All You Need is Love - thoughts on the Telepathy Tapes
I recently came across what’s become a viral phenomenon, the podcast seen by over ten million people called The Telepathy Tapes. The basic story is this - autistic, non-speaking people, mostly younger, have displayed, in their homes or in classrooms, the ability to read minds.
Ky Dickens, the creator of the podcast, says that the autistic people that have been tested don’t define the phenomena so much as reading minds, but rather as a sharing of consciousness.
The episodes are incredibly mind-blowing. They describe a series of tests in which telepathy is proven over and over to nearly 100% accuracy by these autistic individuals. Right now, the podcast, being audio, can’t visually show the process of testing and the astonishing results - but numbers, often five digits, or words, hidden, were created by a digital random number or word creator, then “seen,” across the room, after being looked at by the sender, or parent, typed by the subject on a tablet or pointed to on an alphabet pad. A filmed documentary is now in the works, but there are a few videos on YouTube at this point, as jaw-dropping as the podcast descriptions are. Below is the podcast link, then two YouTube links.
The contrasting methods between accepted medical analysis and nurturing can clearly be seen in the case of these non-verbal autistic children. For decades they were viewed as damaged, wiring gone kaput, basically nobody home. This was the devastating conclusion dropped on you as a parent. The diagnosis was at best, well, there might somebody in there but you’re never going to find them. Anti-depressants and anti-psychotic drugs were, still are, regularly proscribed management.
Then we have the recent breakthrough of the spelling method, so called facilitated communication, which has been controversial, but is basically just guiding non-verbal autistic learners as to how to use a letter board or to type. Many become independent of the facilitation and can advance to type or point on their own. That’s when clear communication begins, when these non-verbal people start writing things to their parents like, “I can read your mind.” Or they tell them about The Hill. More about that later.
It’s best at this point that if you’re interested in this, or doubtful and want to see it in order to debunk it, go and listen to the podcasts, which will tell you more, and more convincingly, than I could ever do in a summarization. Bob Dylan asked in a song, “Have you ever done the opposite of what the experts say?” This is exactly what Ky Dickens and Dr. Powell have done. Which is ripped open the clinical, tightly bolted doors of scientific materialism.

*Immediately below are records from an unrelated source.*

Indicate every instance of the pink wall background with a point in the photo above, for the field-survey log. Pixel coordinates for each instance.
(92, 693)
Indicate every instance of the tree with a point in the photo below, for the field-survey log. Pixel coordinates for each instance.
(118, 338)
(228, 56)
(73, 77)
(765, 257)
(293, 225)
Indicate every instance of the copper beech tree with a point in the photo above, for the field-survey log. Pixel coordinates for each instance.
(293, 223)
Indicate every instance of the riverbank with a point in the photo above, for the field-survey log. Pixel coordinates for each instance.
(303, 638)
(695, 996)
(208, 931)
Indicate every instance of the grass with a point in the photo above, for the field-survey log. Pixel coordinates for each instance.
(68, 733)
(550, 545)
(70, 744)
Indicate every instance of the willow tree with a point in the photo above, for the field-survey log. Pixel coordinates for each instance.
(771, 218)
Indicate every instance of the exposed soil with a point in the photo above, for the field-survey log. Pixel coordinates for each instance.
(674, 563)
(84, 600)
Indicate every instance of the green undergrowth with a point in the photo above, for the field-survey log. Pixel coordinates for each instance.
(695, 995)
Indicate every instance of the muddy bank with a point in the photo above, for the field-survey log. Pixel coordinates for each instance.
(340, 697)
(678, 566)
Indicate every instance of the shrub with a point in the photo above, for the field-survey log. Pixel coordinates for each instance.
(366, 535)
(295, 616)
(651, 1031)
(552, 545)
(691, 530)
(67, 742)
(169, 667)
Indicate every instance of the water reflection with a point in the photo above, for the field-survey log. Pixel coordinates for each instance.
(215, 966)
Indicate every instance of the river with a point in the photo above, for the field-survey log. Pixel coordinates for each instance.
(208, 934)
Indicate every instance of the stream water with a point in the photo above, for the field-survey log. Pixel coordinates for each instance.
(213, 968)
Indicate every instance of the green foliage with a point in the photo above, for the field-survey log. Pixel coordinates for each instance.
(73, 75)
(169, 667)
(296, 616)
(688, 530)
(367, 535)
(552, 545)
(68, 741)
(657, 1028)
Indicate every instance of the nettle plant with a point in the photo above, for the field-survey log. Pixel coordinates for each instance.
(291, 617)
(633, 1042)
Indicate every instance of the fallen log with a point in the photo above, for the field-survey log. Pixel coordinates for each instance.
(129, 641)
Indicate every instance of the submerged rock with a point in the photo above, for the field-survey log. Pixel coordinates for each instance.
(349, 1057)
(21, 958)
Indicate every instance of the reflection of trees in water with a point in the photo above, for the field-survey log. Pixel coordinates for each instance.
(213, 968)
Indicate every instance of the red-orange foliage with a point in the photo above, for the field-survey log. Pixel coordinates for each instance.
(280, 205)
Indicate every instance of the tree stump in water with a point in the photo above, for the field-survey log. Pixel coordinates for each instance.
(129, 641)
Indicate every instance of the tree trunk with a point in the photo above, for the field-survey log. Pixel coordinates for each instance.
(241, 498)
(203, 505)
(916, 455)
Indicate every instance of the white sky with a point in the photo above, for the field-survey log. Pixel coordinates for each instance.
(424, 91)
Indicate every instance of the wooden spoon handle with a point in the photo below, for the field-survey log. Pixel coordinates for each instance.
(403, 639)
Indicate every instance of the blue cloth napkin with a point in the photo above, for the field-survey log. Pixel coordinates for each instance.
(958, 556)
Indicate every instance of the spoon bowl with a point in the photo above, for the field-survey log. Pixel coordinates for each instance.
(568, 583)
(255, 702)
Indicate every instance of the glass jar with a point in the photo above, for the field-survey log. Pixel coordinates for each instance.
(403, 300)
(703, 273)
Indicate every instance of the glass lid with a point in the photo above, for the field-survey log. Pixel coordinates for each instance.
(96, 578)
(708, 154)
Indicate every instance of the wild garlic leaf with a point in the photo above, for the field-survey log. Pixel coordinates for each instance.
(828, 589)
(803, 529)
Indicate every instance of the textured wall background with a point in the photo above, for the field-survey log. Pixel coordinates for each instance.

Materialism in a scientific context means if you can’t objectively test it, it isn’t real. But that same definition is often discarded by science. They can’t test the reality of dark matter, but all physicists believe in it. Can’t see it, can’t get a jar full, but they know it’s there because of how things surrounding it are affected. We can’t see gravitational waves, we don’t know what causes gravitation, but we know stuff falls. So materialism as a valid scientific method is a thinly veiled hoax, of sorts. It’s valid when it serves sciences’ purpose, but as reality becomes more diaphanous, as we venture further into this mysterious quantum universe, then acceptable theories about the unseen are hastily constructed. Here’s our newest best guess theory.
Why not think there are fields of consciousness? Better yet, why not investigate it in new and creative ways? Why is it science believes it’s impossible to have consciousness outside of the brain, when there’s so many obvious examples of it to be seen? With consciousness as fundamental, the mysterious things being to make sense. Why does science do everything in its power to shoot down such findings?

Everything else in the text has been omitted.